Article Text
Abstract
Background In routine cancer diagnosis, pathologists manually characterize tumor cells based on hematoxylin and eosin (H&E)-stained images. On the other hand, transcriptomic-based tumor molecular subtypes were shown to be associated with important clinical features including tumorigenesis and prognosis. Leveraging recent development of spatial transcriptomics (ST) which allows in-situ transcriptomic profiling of tissues,1 we aim to develop a first-of-its-kind machine learning (ML)-enabled integrated morphology-transcriptome tumor single-cell phenotyping approach.
Methods Two tissue sections each from tumor and adjacent-normal areas collected from a hepatocellular carcinoma (HCC) patient were profiled using 10× Visium ST platform. Using the companion H&E image, individual epithelial cells were segmented (StarDist algorithm) with 53 morphological and staining features extracted (QuPath v0.3.2). These cells were unsupervisedly clustered using encoder-based ensemble method where the optimal clustering solution was determined based on a consensus score of three clustering metrics. Phenotypic gene signatures of the cell clusters were determined through deconvoluting the ST data. Gene ontology (GO) analysis was done using single sample gene set enrichment, based on the molecular signatures database.

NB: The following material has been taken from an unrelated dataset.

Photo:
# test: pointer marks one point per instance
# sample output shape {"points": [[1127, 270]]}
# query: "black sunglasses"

Results At the optimal clustering setting, 4 epithelial cell clusters, characterized by differential nuclear size, were detected individually in each HCC tissue (figure. 1). Manual inspection by a pathologist (YZ) confirmed that the tumor epithelial cells demonstrated different nuclear sizes and revealed that the two smaller cell clusters looked relatively more well-differentiated, and ~1% found outside the tumor nest, suggesting potential epithelial to mesenchymal transition (EMT) activity. Whereas the two larger clusters were moderately-differentiated and demonstrated hyperchromatic nuclei and pleomorphism. GO analysis confirmed the upregulation of EMT in the smallest cluster, in both tumor tissues. While epithelial cells in the two normal-adjacent tissues appeared morphologically non-cancerous, the corresponding cell clusters contributed to similar cell fractions as that of the tumor tissues; two smaller clusters contributed to ~70% of the total cells across all tissues (figure. 2). Cell clusters with similar nuclear size shared 30%-65% of the top 20 pathways across tissues, indicating inter-tissue phenotypic consistency. Cells were found near cell-type of its own followed by cell-type of similar size, suggesting preferential cell clustering of similar phenotypes (figure 3).

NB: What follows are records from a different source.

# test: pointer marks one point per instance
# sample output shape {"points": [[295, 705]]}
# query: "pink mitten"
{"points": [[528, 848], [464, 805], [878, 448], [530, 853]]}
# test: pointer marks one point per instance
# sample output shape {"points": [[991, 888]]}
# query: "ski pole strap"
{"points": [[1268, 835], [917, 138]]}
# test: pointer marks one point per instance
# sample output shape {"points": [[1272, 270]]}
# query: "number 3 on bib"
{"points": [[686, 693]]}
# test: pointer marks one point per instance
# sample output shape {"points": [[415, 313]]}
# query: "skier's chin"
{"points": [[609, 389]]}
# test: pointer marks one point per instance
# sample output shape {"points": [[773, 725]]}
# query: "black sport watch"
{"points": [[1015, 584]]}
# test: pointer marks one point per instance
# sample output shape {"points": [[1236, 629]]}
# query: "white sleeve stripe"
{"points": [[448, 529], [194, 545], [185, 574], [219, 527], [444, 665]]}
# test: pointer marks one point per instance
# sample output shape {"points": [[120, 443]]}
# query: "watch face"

Conclusions Our ML approach revealed four morphologically-transcriptomically distinct tumor cell subsets in the HCC tissues, with the smallest cells appeared EMT-like. We revealed intra-patient tumor cell heterogeneity yet phenotypic consistency across tissue sampling sites. Altogether, our proposed approach would enable more refined tumor cell phenotyping, advancing our understanding of tumor biology.
Acknowledgements I would like to thank NTU Undergraduate Research Experience on Campus (URECA) program for giving me opportunity to work on this project for the past year.
Reference
Nerurkar SN, Goh D, Cheung CCL, Nga PQY, Lim JCT, Yeong JPS. Transcriptional spatial profiling of cancer tissues in the era of immunotherapy: the potential and promise. Cancers. 2020;12:2572.

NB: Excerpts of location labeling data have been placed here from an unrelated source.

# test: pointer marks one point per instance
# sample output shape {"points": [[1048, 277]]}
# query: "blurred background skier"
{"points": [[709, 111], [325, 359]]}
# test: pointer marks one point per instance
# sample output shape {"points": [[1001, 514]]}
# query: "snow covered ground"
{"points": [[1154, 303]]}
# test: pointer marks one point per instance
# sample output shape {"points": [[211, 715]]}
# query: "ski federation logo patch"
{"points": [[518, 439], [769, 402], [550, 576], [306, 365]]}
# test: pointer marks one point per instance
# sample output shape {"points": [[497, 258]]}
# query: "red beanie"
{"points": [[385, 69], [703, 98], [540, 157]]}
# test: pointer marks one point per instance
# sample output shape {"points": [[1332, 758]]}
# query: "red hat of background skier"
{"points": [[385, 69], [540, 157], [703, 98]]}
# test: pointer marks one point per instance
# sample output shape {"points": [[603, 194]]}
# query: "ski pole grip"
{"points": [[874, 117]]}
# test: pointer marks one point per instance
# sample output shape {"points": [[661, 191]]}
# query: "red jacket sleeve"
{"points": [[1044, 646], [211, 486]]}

Ethics Approval This study was approved by the SingHealth Centralized Institutional Review Board (reference numbers: 2018/3045 and 2019/2653).
Consent The patients provided their written informed consent to participate in this study.
Distribution of nuclear areas (micrometer) of the 4 identified epithelial cell clusters in the 4 tissue sections. The 4 clusters are labelled: ‘Smallest cluster’, ‘2nd smallest cluster’, ‘3rd smallest cluster’, and ‘largest cluster’ according to their nucleus size.
Cell abundance distribution of the 4 identified epithelial cell clusters in (A) tumor section 1, (B) tumor section 2, (C) adjacent-normal section 1, and (D) adjacent-normal section 2.
Distribution of the nearest neighbor distance of cells within a cluster to all 4 clusters, respectively in (A) tumor section 1, (B) tumor section 2, (C) adjacent-normal section 1, and (D) adjacent-normal section 2.